Surgery is sometimes necessary for a range of health conditions. Research shows that appropriate physical therapy before and after your surgery can help speed up the healing process. Physical therapy is most often used after orthopedic surgery, such as knee and hip surgeries.
Physical therapy can help you get moving after your surgery, at later stages Physiotherapy can assist you with an appropriate rehabilitation exercise program that contributes to restoring movement and strength. 
Physiotherapy after post-operative orthopedic conditions
- Reduction in pain through various modalities
- Endurance exercises to develop and extend a range of motion, which keep joints mobile
- Exercises to strengthen muscles
- Posture, balance and coordination training
- Gait analysis and training
- Strategies for pain reduction and Explains do’s and don’ts after the surgery. Physiotherapy teaches the patient how to bend and sit to avoid damaging the new hip or knee.
Post-surgical physical therapy in neurological conditions
Neuro Physiotherapy (Neurological Rehabilitation) a discipline focused on working with individuals who have a neurological disorder or disease. These include stroke, Alzheimer’s disease, brain injury, cerebral palsy, multiple sclerosis, Parkinson’s disease, and spinal cord injury. Common ailments of patients with neurological disorders include stroke (paralysis), vision impairment, poor balance, inability to ambulate, and loss of functional independence. Physical therapists help the patient to improve his condition and regain complete mobility.
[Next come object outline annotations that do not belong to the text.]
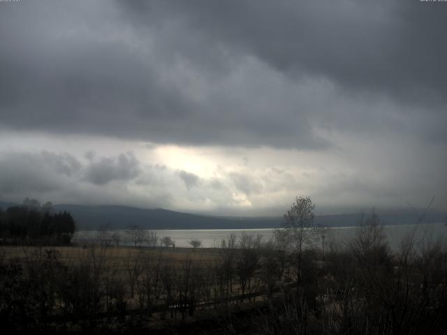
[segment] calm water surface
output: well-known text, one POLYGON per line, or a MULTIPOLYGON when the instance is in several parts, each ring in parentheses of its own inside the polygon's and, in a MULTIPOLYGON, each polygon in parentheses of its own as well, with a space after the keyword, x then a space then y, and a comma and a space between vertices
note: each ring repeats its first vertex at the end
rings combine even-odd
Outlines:
MULTIPOLYGON (((444 240, 447 237, 447 225, 444 223, 423 223, 418 225, 385 225, 384 231, 390 246, 396 250, 400 245, 402 239, 413 234, 415 239, 421 243, 428 241, 444 240)), ((337 227, 328 228, 325 232, 325 243, 349 243, 356 236, 358 227, 337 227)), ((175 242, 177 247, 191 247, 189 241, 198 239, 202 241, 202 247, 214 248, 221 245, 222 239, 226 239, 231 234, 240 237, 242 234, 261 235, 263 241, 268 241, 273 237, 272 229, 199 229, 199 230, 154 230, 160 237, 169 236, 175 242)), ((121 236, 120 244, 132 245, 126 233, 127 230, 115 230, 121 236)), ((78 243, 94 241, 98 237, 94 230, 80 230, 75 234, 73 241, 78 243)))

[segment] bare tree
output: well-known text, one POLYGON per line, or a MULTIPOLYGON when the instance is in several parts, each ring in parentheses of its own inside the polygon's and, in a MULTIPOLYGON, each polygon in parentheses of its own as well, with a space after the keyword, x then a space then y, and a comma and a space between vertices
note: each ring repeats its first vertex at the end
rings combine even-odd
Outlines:
POLYGON ((175 241, 173 241, 173 239, 170 238, 170 236, 163 237, 161 239, 160 239, 160 242, 161 242, 161 244, 166 247, 173 246, 175 243, 175 241))
POLYGON ((156 232, 154 230, 151 230, 147 234, 147 244, 149 246, 154 248, 156 246, 156 244, 159 242, 159 239, 160 237, 157 235, 156 232))
POLYGON ((198 239, 192 239, 188 242, 191 246, 196 249, 196 248, 200 247, 202 245, 202 241, 199 241, 198 239))
POLYGON ((284 214, 281 228, 274 230, 280 248, 296 256, 293 265, 296 271, 297 283, 302 278, 303 248, 316 246, 322 228, 314 221, 315 204, 310 197, 299 196, 284 214))

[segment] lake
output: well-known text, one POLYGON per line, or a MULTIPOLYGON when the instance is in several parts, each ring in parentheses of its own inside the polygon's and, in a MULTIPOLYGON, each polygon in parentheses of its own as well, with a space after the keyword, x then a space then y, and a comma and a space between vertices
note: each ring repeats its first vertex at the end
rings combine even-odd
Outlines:
MULTIPOLYGON (((423 223, 418 225, 384 225, 385 234, 390 246, 396 250, 400 245, 402 238, 409 234, 413 233, 418 241, 437 241, 444 239, 446 241, 447 236, 447 225, 444 223, 423 223)), ((356 236, 358 227, 337 227, 328 228, 325 232, 325 243, 331 241, 337 243, 348 243, 356 236)), ((155 230, 160 237, 169 236, 175 241, 175 246, 190 248, 189 241, 198 239, 202 242, 202 247, 219 247, 222 239, 226 239, 231 234, 240 237, 242 234, 261 235, 263 241, 268 241, 273 237, 272 229, 200 229, 200 230, 155 230)), ((121 237, 120 244, 133 245, 129 239, 126 230, 115 230, 110 232, 118 232, 121 237)), ((80 230, 76 232, 73 241, 77 243, 93 241, 98 237, 98 232, 95 230, 80 230)), ((144 244, 143 244, 144 245, 144 244)))

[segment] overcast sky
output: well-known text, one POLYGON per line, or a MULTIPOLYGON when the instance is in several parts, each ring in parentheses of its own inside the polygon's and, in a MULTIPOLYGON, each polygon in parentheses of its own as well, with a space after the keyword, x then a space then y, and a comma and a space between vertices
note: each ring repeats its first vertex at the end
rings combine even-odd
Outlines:
POLYGON ((447 2, 0 2, 0 200, 447 209, 447 2))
A neurological physical therapist specializing in the assessment and treatment of individuals with movement or functional problems due to injury or illness to the nervous system. Physical therapists specializing in neurology work with a broad range of conditions, both adults, and children include:
- Brain injuries that results from trauma
- polyneuropathy such as Guillain-Barre syndrome (GBS )
- Parkinson disease
- Pediatric conditions such as cerebral OR palsy spina bifida
- Balance Deficits
Physiotherapy after cardiac surgery
Lung complications during postoperative cardiac surgery are frequently highlighting atelectasis and pneumonia. Physiotherapy has a significant role in the treatment of complications. The principal aims of the physiotherapist in cardiac surgery are the prevention of pulmonary complications, such as retention of secretions, atelectasis (incomplete expansion) and pneumonia, to try to prevent deep vein thrombosis (DVT), and to keep full mobility of all joints.
Physiotherapy in cancer
Physiotherapy plays an important role in the post-surgery rehabilitation of patients undergoing treatment for cancer. Physical therapy can offer support to prepare a patient, both physically and mentally for the treatment ahead. Through which discussions with a patient to educate about possible physical consequences of their diagnosis and treatment, along with the information or treatment to reduce the impact of these consequences or providing advice exercise to encourage the patient to self-manage certain side effects treatment and lessen their impact on the individual.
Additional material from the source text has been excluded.